この年の10月、先輩が一人転勤したのをきっかけに日野の仕事が一気に増えた。岐阜エリアの全域を任され、それまで10件程度だった客先は数十件になった。

顧客が増えたといっても、もちろんすぐに数字には結びつかない。初対面の販売店に、まずはあいさつ回りをする日々が続く。

「私たちのようなルートセールスは、常に競争相手がいて市場を取り合っています。ライバルと同じことをしていたら新参者は勝てません。まずはクイックレスポンスを心がけました。新製品が出ればすぐ案内する、カタログが欲しいと言われればすぐに届ける。商品の引き合いがあったら、言われたものだけでなく、もっと値段が安いものや、高いけれども耐久性があるものも紹介して、その中から選んでもらう。いろいろな方法で差別化するようにしました」

そのうちに、訪問先ごとに誰に会って何を話せば効果があるかがわかるようになった。すると顧客回りにも無駄もなくなる。
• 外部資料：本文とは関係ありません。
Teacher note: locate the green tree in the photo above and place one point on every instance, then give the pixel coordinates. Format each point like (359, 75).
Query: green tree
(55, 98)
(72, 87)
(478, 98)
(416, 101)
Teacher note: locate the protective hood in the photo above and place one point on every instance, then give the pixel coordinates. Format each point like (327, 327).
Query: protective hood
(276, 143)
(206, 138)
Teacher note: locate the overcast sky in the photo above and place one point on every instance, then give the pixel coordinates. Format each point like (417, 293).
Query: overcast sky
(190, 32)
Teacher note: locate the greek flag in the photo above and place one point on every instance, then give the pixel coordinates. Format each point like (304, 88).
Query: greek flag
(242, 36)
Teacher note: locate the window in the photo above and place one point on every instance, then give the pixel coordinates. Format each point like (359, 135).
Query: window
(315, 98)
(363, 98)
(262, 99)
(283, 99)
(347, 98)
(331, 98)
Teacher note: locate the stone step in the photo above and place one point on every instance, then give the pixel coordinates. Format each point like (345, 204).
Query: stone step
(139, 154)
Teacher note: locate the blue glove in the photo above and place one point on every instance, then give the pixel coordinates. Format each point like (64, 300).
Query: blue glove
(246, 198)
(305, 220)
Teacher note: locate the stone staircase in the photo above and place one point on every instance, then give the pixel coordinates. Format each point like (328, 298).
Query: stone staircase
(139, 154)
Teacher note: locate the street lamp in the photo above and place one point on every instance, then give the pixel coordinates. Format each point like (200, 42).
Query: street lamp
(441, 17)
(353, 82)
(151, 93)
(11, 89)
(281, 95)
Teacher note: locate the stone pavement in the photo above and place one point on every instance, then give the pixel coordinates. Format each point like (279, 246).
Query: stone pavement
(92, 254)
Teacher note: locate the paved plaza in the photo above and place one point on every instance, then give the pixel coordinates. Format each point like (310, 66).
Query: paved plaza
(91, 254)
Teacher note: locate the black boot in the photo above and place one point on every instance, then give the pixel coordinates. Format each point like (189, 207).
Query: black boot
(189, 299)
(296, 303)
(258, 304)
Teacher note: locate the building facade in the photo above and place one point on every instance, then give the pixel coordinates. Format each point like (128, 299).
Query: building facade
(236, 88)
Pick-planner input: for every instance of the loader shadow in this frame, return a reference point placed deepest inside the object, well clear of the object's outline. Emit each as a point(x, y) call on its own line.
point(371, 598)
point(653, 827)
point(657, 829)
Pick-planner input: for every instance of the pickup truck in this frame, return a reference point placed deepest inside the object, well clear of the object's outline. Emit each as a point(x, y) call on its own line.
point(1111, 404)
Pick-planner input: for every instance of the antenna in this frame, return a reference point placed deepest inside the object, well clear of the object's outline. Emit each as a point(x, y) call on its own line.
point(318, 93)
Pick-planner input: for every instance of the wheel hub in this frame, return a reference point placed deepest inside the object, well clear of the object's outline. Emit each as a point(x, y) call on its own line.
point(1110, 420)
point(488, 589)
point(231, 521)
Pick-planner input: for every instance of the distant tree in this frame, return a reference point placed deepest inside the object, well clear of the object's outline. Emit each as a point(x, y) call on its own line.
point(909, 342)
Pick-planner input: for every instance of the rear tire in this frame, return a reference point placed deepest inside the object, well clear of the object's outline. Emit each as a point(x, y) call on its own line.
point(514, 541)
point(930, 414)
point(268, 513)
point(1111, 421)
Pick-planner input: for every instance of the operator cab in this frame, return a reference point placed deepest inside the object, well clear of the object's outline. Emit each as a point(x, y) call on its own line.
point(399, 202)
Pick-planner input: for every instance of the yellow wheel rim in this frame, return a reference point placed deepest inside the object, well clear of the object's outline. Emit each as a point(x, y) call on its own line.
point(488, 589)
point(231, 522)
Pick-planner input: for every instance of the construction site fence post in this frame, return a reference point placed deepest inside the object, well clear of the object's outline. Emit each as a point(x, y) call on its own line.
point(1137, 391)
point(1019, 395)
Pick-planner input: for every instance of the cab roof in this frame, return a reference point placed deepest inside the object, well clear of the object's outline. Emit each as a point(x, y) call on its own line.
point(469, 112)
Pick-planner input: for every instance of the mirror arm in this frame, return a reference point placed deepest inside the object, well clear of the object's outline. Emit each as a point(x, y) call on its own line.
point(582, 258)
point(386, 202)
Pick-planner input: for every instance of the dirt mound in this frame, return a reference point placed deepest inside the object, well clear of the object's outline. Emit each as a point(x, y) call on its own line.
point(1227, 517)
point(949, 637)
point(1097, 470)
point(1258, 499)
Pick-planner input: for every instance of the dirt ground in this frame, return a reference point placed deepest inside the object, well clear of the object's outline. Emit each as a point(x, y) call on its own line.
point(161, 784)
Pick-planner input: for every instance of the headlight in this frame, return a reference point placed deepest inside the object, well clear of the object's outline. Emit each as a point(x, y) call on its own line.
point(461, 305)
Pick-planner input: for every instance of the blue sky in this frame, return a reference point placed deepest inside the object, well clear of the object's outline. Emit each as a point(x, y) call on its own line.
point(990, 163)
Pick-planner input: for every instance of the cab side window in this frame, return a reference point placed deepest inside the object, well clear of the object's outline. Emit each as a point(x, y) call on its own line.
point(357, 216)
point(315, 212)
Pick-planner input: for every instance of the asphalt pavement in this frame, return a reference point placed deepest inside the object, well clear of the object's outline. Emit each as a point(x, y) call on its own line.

「効率的な回り方が見えてくると、引き合いがポンポンとくるようになりました。2年目の終わり頃に、エンドユーザーが海外に工場を出すので、特殊なネジを削り出す加工をする旋盤が必要になったという案件がありました。すごく苦労したので、今でもよく覚えています」

日野はメーカーの営業担当者を販売店に紹介した。機械の仕様については、メーカー、販売店、エンドユーザーが話し合って詳細を詰めていく。だがこの仕様打ち合わせの場に、日野自身は参加しない。ユアサ商事はメーカーと販売店をつなぐ立場にあり、エンドユーザーから見ると黒子のような存在だ。メーカーや販売店とだけ商談をするのが基本で、エンドユーザーに会うことはまずない。

それでも輸出業務の経験があるのは、メーカーからエンドユーザーまでの中でユアサ商事だけだった。自然と日野が輸出担当ということになった。上司が輸出業務に詳しかったので、連日夜中まで必要な書類や手続きについて教わった。初の海外案件で気合が入った。